Consecration
Yesterday Noah participated in our temple’s consecration ceremony. This symbolizes the beginning of the first graders formal Torah study, although I don’t actually see much formal Torah studying going on as compared to, say, the kindergarten curriculum last year. I think that for our temple it’s mostly about the community welcoming our children into the fold and celebrating our commitment to help them learn about Judaism and what it means to be a good Jew. My father (who is Jewish) came but the other grandparents couldn’t make it for various reasons (weddings and illness).
I always wonder how it is for my father to come to temple and see Noah growing in his Judaism since five out of his six children did not grow up in homes that were the least bit observant. My oldest half-sister’s mom is Jewish but I don’t know how observant she is or if she is raising her own kids as Jews.
My youngest half-sister is interested in Judaism and my father has encouraged her to get involved in the temple. I have, too, mostly because I think that having a structure in which to learn about faith is important for many agnostic kids. When I first began exploring my spirituality, I found it really overwhelming to sift through various creeds. Rooting myself in Judaism feels comfortably familiar and it centers my outlook but I don’t think that the Jews have a lock on truth. Anyway, I think it’s good to give kids a place to begin their spiritual journeys and I also think it’s important to give them room to take a different path, too.
I know some of my friends are reluctant to commit to a formal faith practice with their kids and I can appreciate that. The mistake is in thinking that by giving kids a faith, you’re invalidating other religious belief systems or creating a child whose worldview will always be limited. I believe that religious observation gives the family more opportunity to discuss big questions and also gives children the chance to see that humans are fallible even when we’re trying really hard to do things the “right” way. It’s perfectly all right — even necessary — to disagree with basic tenets within formal religious teachings. After all, religion is a way to bring people closer to God; studying and critical thinking, following your heart even when it leads you away from your religious leaders is a big part of that. Our big goal for Noah is to have him feel comfortable in having a personal dialogue with God/the universe/everything and only he can be the author of that.
But then we’re Reform Jews; what can I say?
I find it very inspiring when I meet families who create their own faith practices, too. Certainly religion doesn’t need the roots within a church or synagogue but having other people around who share your commitment is an awfully nice thing.
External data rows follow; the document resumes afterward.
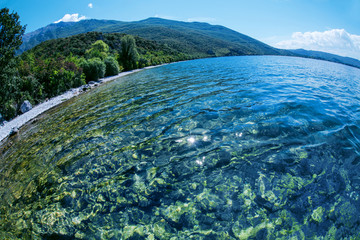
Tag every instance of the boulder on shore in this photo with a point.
(25, 106)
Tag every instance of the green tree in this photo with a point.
(10, 35)
(99, 49)
(128, 55)
(93, 68)
(112, 66)
(10, 40)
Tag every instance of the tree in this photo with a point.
(128, 55)
(93, 68)
(99, 49)
(10, 35)
(10, 40)
(112, 66)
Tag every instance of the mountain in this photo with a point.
(327, 57)
(195, 38)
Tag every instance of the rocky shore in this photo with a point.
(12, 127)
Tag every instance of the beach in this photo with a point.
(22, 119)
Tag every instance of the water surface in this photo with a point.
(225, 148)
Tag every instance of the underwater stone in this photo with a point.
(317, 214)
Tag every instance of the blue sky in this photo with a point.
(327, 25)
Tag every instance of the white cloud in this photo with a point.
(71, 18)
(336, 41)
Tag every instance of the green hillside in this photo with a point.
(55, 66)
(200, 39)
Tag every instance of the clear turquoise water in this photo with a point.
(224, 148)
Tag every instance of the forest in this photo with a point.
(57, 65)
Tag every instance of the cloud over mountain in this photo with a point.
(71, 18)
(336, 41)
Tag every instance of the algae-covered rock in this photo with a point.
(317, 214)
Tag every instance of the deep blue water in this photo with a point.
(258, 147)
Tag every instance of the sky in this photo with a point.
(324, 25)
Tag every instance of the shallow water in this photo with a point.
(224, 148)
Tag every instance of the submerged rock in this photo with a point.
(25, 106)
(13, 132)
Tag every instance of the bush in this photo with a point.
(93, 68)
(112, 66)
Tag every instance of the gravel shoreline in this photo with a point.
(22, 119)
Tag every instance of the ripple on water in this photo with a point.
(226, 148)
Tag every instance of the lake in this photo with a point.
(254, 147)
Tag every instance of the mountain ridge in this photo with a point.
(196, 38)
(202, 38)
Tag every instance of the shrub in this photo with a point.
(112, 66)
(93, 68)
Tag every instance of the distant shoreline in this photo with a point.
(22, 119)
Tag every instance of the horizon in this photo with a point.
(320, 25)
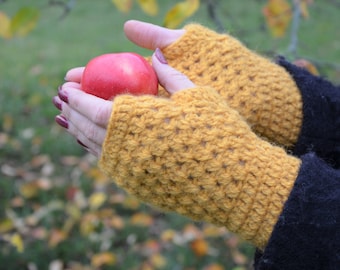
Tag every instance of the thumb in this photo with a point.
(150, 36)
(171, 79)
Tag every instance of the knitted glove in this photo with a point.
(195, 155)
(263, 92)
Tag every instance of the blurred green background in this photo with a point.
(56, 208)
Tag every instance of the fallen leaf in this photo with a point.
(200, 247)
(158, 261)
(6, 225)
(96, 200)
(104, 258)
(56, 236)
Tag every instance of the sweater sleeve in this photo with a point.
(307, 234)
(320, 132)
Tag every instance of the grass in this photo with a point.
(49, 185)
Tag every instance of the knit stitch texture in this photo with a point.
(195, 155)
(262, 91)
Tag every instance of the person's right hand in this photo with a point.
(151, 36)
(261, 91)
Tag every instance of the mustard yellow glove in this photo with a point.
(263, 92)
(195, 155)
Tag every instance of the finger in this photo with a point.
(90, 134)
(93, 108)
(74, 74)
(75, 85)
(150, 36)
(171, 79)
(81, 138)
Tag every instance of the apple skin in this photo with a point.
(109, 75)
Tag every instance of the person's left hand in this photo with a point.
(86, 116)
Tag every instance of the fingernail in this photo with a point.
(80, 142)
(63, 96)
(160, 56)
(62, 121)
(56, 103)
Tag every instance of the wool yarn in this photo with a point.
(195, 155)
(262, 91)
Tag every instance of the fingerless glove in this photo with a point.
(195, 155)
(262, 91)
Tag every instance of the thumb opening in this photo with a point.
(171, 79)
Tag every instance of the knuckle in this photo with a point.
(100, 116)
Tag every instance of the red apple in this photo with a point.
(112, 74)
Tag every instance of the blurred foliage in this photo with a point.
(57, 209)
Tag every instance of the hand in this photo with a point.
(86, 116)
(151, 36)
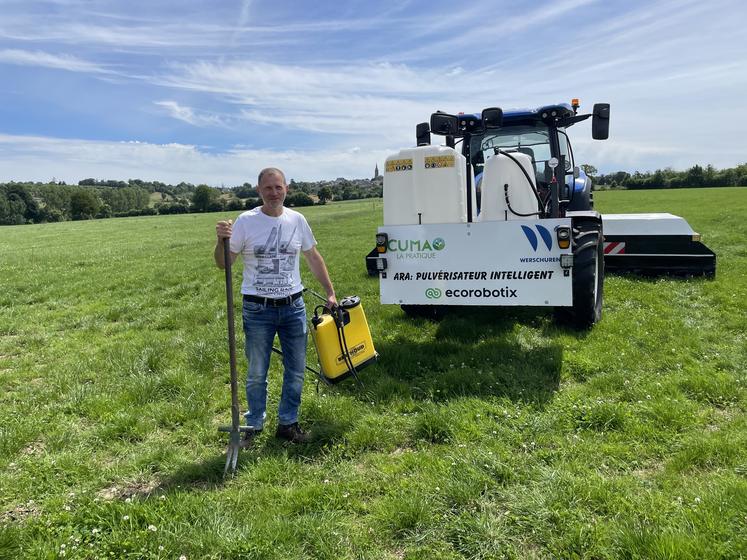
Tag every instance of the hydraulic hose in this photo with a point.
(531, 184)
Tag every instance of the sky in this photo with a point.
(213, 91)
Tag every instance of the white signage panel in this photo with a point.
(484, 263)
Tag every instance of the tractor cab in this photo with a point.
(537, 135)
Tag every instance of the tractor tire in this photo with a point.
(588, 277)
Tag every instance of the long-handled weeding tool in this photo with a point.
(232, 455)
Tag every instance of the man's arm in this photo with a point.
(223, 231)
(319, 270)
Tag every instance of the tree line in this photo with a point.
(694, 177)
(29, 203)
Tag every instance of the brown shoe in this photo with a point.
(249, 437)
(292, 433)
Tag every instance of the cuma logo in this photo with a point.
(532, 237)
(415, 245)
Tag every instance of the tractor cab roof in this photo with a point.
(546, 113)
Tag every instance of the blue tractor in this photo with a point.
(505, 196)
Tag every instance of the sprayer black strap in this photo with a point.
(273, 302)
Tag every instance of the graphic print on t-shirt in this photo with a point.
(275, 261)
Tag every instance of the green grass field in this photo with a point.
(490, 434)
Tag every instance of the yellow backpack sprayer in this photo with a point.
(342, 340)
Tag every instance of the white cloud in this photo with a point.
(41, 158)
(47, 60)
(189, 115)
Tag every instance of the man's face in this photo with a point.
(272, 189)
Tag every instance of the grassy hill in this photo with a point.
(490, 434)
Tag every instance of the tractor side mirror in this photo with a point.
(492, 117)
(600, 121)
(444, 124)
(423, 134)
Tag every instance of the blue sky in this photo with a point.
(212, 91)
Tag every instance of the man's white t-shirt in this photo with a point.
(270, 247)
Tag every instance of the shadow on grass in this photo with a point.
(475, 351)
(207, 474)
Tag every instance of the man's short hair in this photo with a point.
(271, 171)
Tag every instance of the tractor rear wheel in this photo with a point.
(588, 276)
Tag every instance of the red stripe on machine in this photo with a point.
(614, 247)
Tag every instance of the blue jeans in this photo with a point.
(260, 325)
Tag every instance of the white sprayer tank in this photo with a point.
(500, 170)
(425, 185)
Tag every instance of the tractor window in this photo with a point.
(565, 149)
(532, 140)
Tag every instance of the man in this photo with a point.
(270, 238)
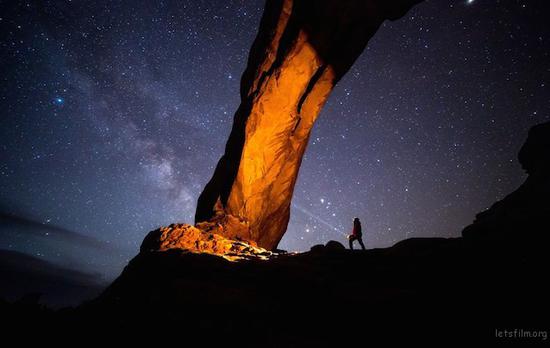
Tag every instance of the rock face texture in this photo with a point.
(206, 237)
(301, 51)
(521, 218)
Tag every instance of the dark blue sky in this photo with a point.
(114, 114)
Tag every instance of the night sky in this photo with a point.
(114, 114)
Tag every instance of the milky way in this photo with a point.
(114, 115)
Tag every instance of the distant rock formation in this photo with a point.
(523, 217)
(301, 51)
(206, 237)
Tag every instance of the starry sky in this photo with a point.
(114, 114)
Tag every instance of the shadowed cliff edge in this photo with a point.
(457, 289)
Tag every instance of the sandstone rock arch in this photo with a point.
(302, 49)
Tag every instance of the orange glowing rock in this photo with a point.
(301, 51)
(203, 238)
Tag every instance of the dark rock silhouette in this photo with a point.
(301, 51)
(463, 288)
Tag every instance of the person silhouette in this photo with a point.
(356, 234)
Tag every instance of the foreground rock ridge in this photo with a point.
(301, 51)
(181, 286)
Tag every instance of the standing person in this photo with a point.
(356, 234)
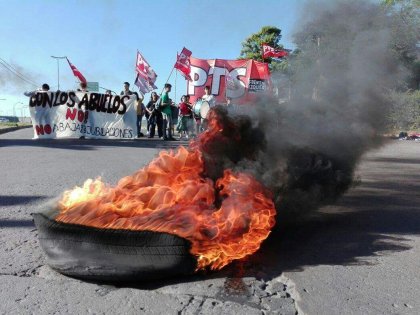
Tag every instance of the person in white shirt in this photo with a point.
(45, 88)
(208, 97)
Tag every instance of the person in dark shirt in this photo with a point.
(155, 116)
(126, 90)
(185, 115)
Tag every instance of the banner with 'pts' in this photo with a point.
(236, 79)
(76, 114)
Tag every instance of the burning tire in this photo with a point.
(112, 255)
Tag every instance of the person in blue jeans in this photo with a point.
(140, 109)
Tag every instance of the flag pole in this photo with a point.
(224, 65)
(167, 80)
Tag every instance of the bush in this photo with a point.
(405, 110)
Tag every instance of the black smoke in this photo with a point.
(305, 149)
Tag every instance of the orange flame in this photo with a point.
(171, 195)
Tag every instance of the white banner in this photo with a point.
(75, 114)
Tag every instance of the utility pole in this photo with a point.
(14, 105)
(58, 68)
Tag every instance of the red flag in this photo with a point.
(269, 51)
(76, 72)
(144, 70)
(183, 63)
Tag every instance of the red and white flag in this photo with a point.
(76, 72)
(269, 51)
(183, 64)
(146, 76)
(144, 69)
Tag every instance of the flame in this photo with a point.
(172, 195)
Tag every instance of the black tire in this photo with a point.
(112, 255)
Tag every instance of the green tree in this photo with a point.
(251, 47)
(405, 31)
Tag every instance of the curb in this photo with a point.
(5, 130)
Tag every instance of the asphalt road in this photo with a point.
(358, 257)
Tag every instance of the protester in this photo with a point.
(185, 116)
(191, 118)
(44, 88)
(140, 110)
(208, 97)
(83, 87)
(165, 106)
(175, 117)
(155, 116)
(126, 90)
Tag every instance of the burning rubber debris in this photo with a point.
(216, 200)
(225, 217)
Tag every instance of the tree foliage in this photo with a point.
(251, 47)
(405, 31)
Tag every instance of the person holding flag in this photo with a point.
(165, 106)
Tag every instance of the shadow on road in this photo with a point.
(371, 221)
(91, 144)
(16, 224)
(6, 200)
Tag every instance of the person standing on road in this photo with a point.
(83, 89)
(155, 116)
(208, 97)
(165, 105)
(140, 110)
(44, 88)
(126, 90)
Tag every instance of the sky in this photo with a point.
(101, 38)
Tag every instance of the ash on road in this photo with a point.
(360, 256)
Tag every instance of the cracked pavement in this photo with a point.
(36, 172)
(360, 256)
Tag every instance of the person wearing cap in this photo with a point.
(44, 88)
(126, 90)
(165, 106)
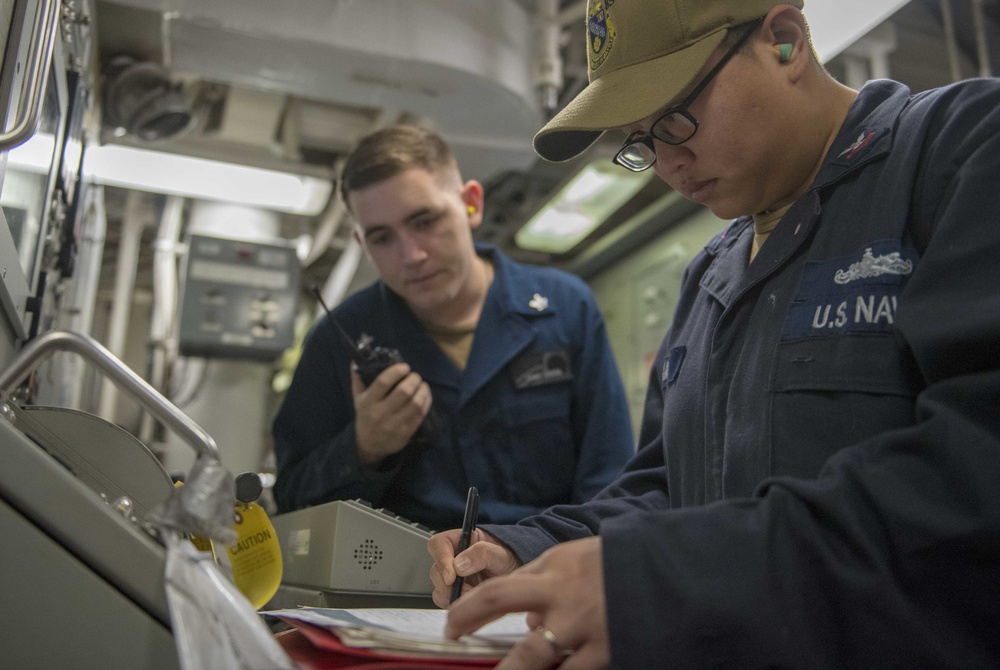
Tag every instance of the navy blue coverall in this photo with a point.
(818, 477)
(538, 417)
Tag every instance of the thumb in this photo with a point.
(357, 388)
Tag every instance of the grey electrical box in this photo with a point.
(239, 298)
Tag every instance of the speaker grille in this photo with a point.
(368, 555)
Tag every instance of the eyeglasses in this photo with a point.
(675, 126)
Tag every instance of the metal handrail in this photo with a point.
(118, 372)
(36, 79)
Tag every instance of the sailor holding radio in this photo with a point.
(513, 361)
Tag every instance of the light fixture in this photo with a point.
(589, 198)
(35, 155)
(836, 24)
(173, 174)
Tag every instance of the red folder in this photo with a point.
(317, 649)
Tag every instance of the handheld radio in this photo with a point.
(371, 361)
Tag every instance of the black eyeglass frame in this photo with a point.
(639, 137)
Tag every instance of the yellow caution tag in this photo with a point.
(256, 556)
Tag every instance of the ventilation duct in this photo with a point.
(141, 100)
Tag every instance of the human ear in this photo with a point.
(473, 197)
(785, 28)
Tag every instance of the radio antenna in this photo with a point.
(355, 349)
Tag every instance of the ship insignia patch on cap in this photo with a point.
(600, 31)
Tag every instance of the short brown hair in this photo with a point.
(392, 150)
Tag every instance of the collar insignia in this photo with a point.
(859, 144)
(539, 303)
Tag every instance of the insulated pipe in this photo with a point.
(948, 24)
(161, 325)
(982, 50)
(335, 288)
(548, 64)
(121, 304)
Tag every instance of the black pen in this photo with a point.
(468, 525)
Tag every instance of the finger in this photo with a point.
(530, 654)
(441, 547)
(442, 592)
(382, 385)
(403, 398)
(485, 557)
(588, 657)
(517, 592)
(357, 387)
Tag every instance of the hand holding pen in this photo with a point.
(468, 526)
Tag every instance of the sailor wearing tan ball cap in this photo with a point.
(816, 477)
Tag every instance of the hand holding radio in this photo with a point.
(389, 411)
(392, 404)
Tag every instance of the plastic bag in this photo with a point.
(215, 627)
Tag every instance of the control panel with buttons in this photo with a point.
(239, 298)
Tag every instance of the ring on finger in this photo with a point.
(550, 637)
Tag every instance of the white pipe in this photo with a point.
(948, 24)
(121, 305)
(548, 61)
(83, 291)
(161, 326)
(982, 50)
(336, 285)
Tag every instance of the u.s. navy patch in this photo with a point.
(851, 294)
(549, 367)
(600, 32)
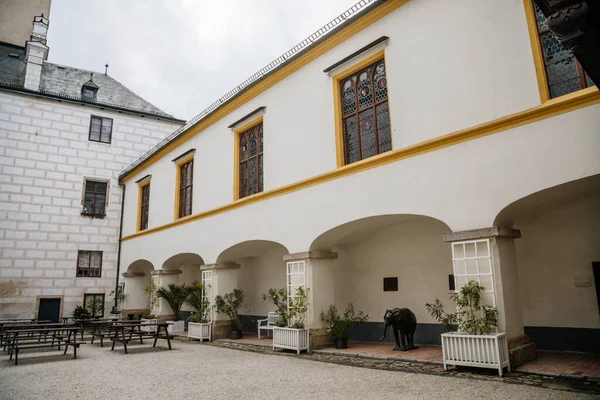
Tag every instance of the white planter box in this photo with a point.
(484, 351)
(151, 329)
(199, 330)
(175, 326)
(291, 339)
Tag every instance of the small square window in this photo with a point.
(451, 285)
(100, 129)
(95, 197)
(390, 284)
(89, 264)
(94, 303)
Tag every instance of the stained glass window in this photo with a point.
(251, 161)
(89, 263)
(565, 75)
(94, 199)
(365, 113)
(100, 129)
(186, 184)
(145, 206)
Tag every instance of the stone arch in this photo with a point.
(137, 278)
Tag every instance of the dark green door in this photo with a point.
(49, 310)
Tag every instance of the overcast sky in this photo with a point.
(181, 55)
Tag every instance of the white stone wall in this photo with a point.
(44, 156)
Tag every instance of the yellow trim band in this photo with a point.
(551, 108)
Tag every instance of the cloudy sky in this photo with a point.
(182, 55)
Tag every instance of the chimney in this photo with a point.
(36, 52)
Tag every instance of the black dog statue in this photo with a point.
(403, 320)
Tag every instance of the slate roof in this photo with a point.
(65, 82)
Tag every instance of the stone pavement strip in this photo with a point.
(571, 384)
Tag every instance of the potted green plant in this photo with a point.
(81, 312)
(199, 326)
(119, 296)
(229, 304)
(279, 299)
(469, 339)
(293, 336)
(337, 325)
(175, 296)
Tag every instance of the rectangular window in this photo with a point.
(94, 198)
(100, 129)
(472, 261)
(94, 303)
(89, 264)
(144, 206)
(365, 114)
(186, 182)
(564, 74)
(251, 160)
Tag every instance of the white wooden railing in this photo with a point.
(291, 339)
(484, 351)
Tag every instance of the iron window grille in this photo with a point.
(564, 74)
(365, 113)
(89, 264)
(186, 184)
(144, 206)
(100, 129)
(251, 161)
(94, 303)
(94, 199)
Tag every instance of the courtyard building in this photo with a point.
(386, 160)
(65, 135)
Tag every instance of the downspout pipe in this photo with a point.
(122, 185)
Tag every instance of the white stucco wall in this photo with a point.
(460, 70)
(413, 252)
(555, 248)
(44, 156)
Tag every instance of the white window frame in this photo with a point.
(476, 276)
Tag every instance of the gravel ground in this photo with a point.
(193, 371)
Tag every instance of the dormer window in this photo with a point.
(89, 93)
(89, 90)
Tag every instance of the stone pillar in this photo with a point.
(166, 277)
(224, 280)
(319, 293)
(506, 287)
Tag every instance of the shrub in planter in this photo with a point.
(337, 325)
(279, 299)
(471, 315)
(199, 302)
(229, 304)
(469, 340)
(175, 296)
(293, 336)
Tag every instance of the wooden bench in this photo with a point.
(268, 323)
(124, 332)
(20, 340)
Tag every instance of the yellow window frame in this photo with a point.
(236, 155)
(141, 186)
(339, 131)
(178, 165)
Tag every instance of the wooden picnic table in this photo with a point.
(22, 339)
(5, 329)
(122, 329)
(100, 329)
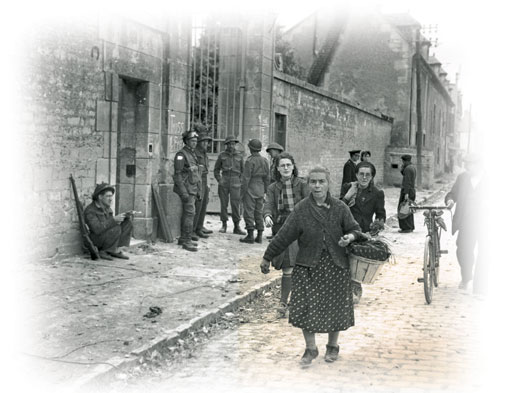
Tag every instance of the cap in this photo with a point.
(100, 188)
(204, 137)
(366, 164)
(230, 138)
(189, 135)
(275, 146)
(255, 144)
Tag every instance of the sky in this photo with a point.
(474, 39)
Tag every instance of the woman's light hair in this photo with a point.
(320, 169)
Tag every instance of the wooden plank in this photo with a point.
(161, 215)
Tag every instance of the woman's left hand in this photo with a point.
(345, 240)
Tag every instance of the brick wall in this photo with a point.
(321, 128)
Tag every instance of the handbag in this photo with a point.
(404, 210)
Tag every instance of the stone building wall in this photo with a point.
(321, 128)
(104, 99)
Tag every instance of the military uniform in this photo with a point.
(228, 170)
(256, 178)
(188, 185)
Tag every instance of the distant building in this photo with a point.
(369, 58)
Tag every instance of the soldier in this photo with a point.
(273, 149)
(188, 185)
(408, 192)
(230, 163)
(201, 204)
(256, 177)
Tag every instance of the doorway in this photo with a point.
(132, 121)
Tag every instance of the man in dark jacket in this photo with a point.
(273, 149)
(230, 164)
(255, 181)
(349, 169)
(365, 201)
(108, 232)
(188, 185)
(467, 194)
(408, 192)
(201, 204)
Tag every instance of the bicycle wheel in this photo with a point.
(428, 270)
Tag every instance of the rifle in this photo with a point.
(86, 240)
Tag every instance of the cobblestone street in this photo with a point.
(399, 342)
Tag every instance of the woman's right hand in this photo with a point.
(268, 221)
(265, 266)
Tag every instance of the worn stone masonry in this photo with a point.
(105, 100)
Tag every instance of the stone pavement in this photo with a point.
(399, 343)
(81, 317)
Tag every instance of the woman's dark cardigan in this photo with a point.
(314, 231)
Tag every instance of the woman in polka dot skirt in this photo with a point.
(321, 298)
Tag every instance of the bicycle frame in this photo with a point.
(432, 250)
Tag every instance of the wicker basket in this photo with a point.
(364, 270)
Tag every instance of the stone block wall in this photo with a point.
(72, 75)
(321, 128)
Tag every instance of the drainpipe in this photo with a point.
(242, 82)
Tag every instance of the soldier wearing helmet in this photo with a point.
(256, 177)
(228, 170)
(188, 185)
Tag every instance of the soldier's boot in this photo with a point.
(224, 227)
(237, 229)
(182, 241)
(189, 246)
(249, 238)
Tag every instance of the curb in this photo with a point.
(172, 336)
(117, 364)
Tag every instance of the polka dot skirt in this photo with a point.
(321, 298)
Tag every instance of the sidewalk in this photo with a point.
(85, 318)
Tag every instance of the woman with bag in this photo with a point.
(321, 298)
(287, 190)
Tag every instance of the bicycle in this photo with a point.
(434, 222)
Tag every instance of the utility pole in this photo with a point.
(419, 110)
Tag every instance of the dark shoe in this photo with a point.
(224, 227)
(118, 255)
(357, 291)
(237, 230)
(464, 285)
(105, 255)
(201, 235)
(190, 246)
(180, 242)
(331, 353)
(282, 310)
(309, 355)
(249, 238)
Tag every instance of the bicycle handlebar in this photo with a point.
(429, 207)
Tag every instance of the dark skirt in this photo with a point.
(321, 298)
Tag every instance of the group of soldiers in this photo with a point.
(240, 182)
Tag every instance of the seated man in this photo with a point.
(108, 232)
I have been thinking so much about the precall that we got. I badly want a baby soon but I am also very very aware that this birthmom is in such a painful, difficult position. I also know that we’re not the only people whose bios are being sent to her and I’m sure that they are feeling as desperately hopeful as I am. It’s strange wanting something so much and knowing at the same time that if it comes to fruition, there will be others who will be left in pain and/or disappointment.
I feel very woven into the world — tied to the other waiting parents and to the birthmoms who are sifting through our bios trying to make very difficult decisions.


This was lovely to read Dawn.
My youngest DD will be consecrated on Sunday. We always do it at Simchat Torah. Its a joyous day.
And I trust that the universe you are so deeply tied to will bring you good things.
Sarah (a faithful, although usually quiet reader).